REALISMO PERCETTIVO

Quando parliamo di realismo percettivo, intendiamo un tipo di conoscenza che parte e pasa dalla corporeità risvegliata e ripulita percettivamente.

Conoscere in senso fisico-corporeo, senza dover CONSUMARE l’oggetto della nostra conoscenza;

CONOSCERE entrando in relazione col conosciuto – e in questo modo divenendo correlativo a ciò che conosciamo – integrandolo come una parte di noi stessi.

È questo un modo per sottrarsi al pericolo, già divenuto reale, di divenire SCHIAVI DEGLI OGGETTI, strumento degli strumenti, che dettano il ritmo della nostra esistenza, divenendone gradualmente delle protesi insostituibili.

Se conoscere è ricordare, come sosteneva Platone, allora ricordare è risvegliare un vissuto che non abbiamo consapevolizzato.

Conoscere allora è anche riconoscere, “…ed a un certo punto il mondo cambiò ai suoi occhi” dice Pantanjali in un passo degli yoga-sutra.

Conoscere è in un certo senso anche nascere insieme al conosciuto, riportando una bella osservazione di Raimon Panikkar.

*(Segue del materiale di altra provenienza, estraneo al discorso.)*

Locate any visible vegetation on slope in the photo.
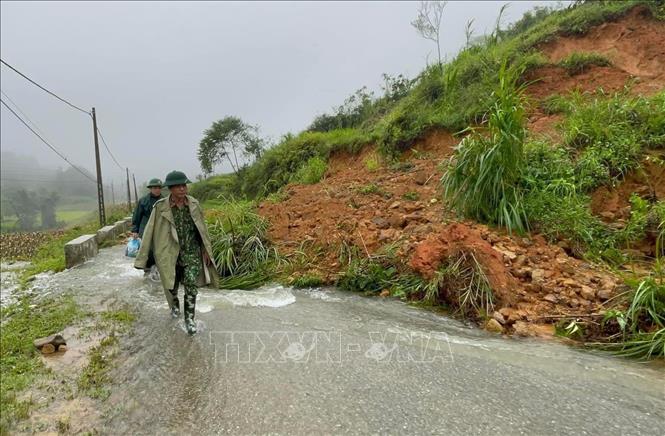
[192,1,665,356]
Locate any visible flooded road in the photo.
[42,247,665,435]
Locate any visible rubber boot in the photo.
[183,295,196,335]
[171,297,180,318]
[164,289,180,318]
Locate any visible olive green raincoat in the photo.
[134,195,219,290]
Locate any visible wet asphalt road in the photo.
[42,247,665,435]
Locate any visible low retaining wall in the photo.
[65,217,132,268]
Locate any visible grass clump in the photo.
[363,153,381,173]
[291,273,324,288]
[358,182,383,195]
[593,270,665,360]
[206,200,281,289]
[424,252,494,319]
[559,52,612,76]
[0,296,83,434]
[293,156,328,185]
[441,65,528,231]
[540,94,571,115]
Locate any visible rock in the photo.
[513,321,531,336]
[513,254,526,268]
[492,311,506,325]
[494,247,517,262]
[413,171,429,185]
[379,229,399,242]
[531,268,545,283]
[513,268,531,279]
[561,279,580,288]
[39,344,55,354]
[404,201,424,213]
[598,289,612,301]
[372,216,390,229]
[580,285,596,301]
[485,318,503,333]
[403,212,429,223]
[599,211,615,221]
[32,335,67,354]
[388,215,406,229]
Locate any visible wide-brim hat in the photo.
[164,171,192,187]
[146,179,163,188]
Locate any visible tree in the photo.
[198,116,263,174]
[411,1,448,71]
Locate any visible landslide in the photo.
[259,8,665,335]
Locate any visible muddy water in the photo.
[42,248,665,435]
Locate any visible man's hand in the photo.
[203,249,212,266]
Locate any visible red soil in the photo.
[259,8,665,335]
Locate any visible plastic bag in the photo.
[125,238,141,257]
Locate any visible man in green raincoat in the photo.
[132,179,162,238]
[132,179,162,275]
[134,171,218,334]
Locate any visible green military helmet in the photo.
[146,179,162,188]
[164,170,192,188]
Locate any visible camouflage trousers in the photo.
[164,257,201,321]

Quando parliamo di realismo percettivo corporeo, dobbiamo considerare il corpo non come semplice oggetto della nostra conoscenza, ma una realtà concreta e vivente. Una realtà da cui non possiamo prescindere se non astraendocene, che riunisce in sé, come ORGANON, anche il Mistero dell’Invisibile che lo attraversa.

QUELLO CHE NON È ANCORA AVVENUTO

Abbiamo parlato in precedenza del passaggio dalla DESACRALIZZAZIONE DELLA NATURA alla sua OGGETTIVAZIONE: parliamo di quel processo storico che ha reso il mondo operabile dall’uomo e nello stesso tempo lo ha trasformato in oggetto; quello che non è avvenuto sino ad ora è il passaggio dalla DESACRALIZZAZIONE alla DIVINIZZAZIONE del creato.

Divinizzazione, come un accorgersi della presenza dell’ESSERE nel vivente, che è al contempo accorgersi della presenza vivente dell’essere sotto ogni forma, ma non collegato ad un’unica forma come nel realismo totemico primitivo.

Per il momento sembriamo esserci fermati alla COSALIZZAZIONE DELLA NATURA, ridotta a semplice oggetto dei desideri umani.

Siamo rimasti imbrigliati nel PENSIERO MAGICO, solamente trasformandolo nelle nostre mani attraverso la tecnologia, nello strumento della nostra onnipotenza.

Prendendo su noi stessi le sorti del mondo abbiamo pensato di renderlo migliore, ma ad un certo punto la superstizione è ritornata,

nella nostra dipendenza dagli oggetti della NOSTRA TECNOSCIENZA.

Ritorna il potere della cosa in quanto tale, allora veramente e pericolosamente, ricordando una citazione che amava ripetere l’amico Padre Camillo De Piaz,

“…se togliamo Dio dal mondo, allora ogni cosa può diventare Dio”.

Il Divino si distingue dal Sacro, proprio in quanto vede il sacro in ogni cosa come suo principio essenziale.

CONCLUSIONE

Se è vero che lo yoga unisce, unisce operando un cambio di visione del mondo, e questa è certamente una VISIONE ECO-SOFICA.

Ma è un modo di conoscere che va imparato e praticato per trovarne la giusta misura.

È il modo della natura che ci portiamo dentro, che quando emerge ci dice qualcosa su noi stessi e sul mondo.

Ed è solo nel trovare la nostra giusta misura che possiamo misurare ogni cosa.

Lo yoga è un filtro, un modo d’essere che possiamo sperimentare nella pratica e ci accompagna a casa.

Forse è arrivato il momento di rivedere la natura partendo dall’esplorazione della nostra vera natura: vera natura che va scoperta, custodita e protetta, così come il creato che ci sta intorno, in cui siamo immersi; che fa parte di noi come noi di questo, così da smettere di considerarlo solo come uno sfondo,

come una semplice scenografia dentro la quale agire da unici protagonisti.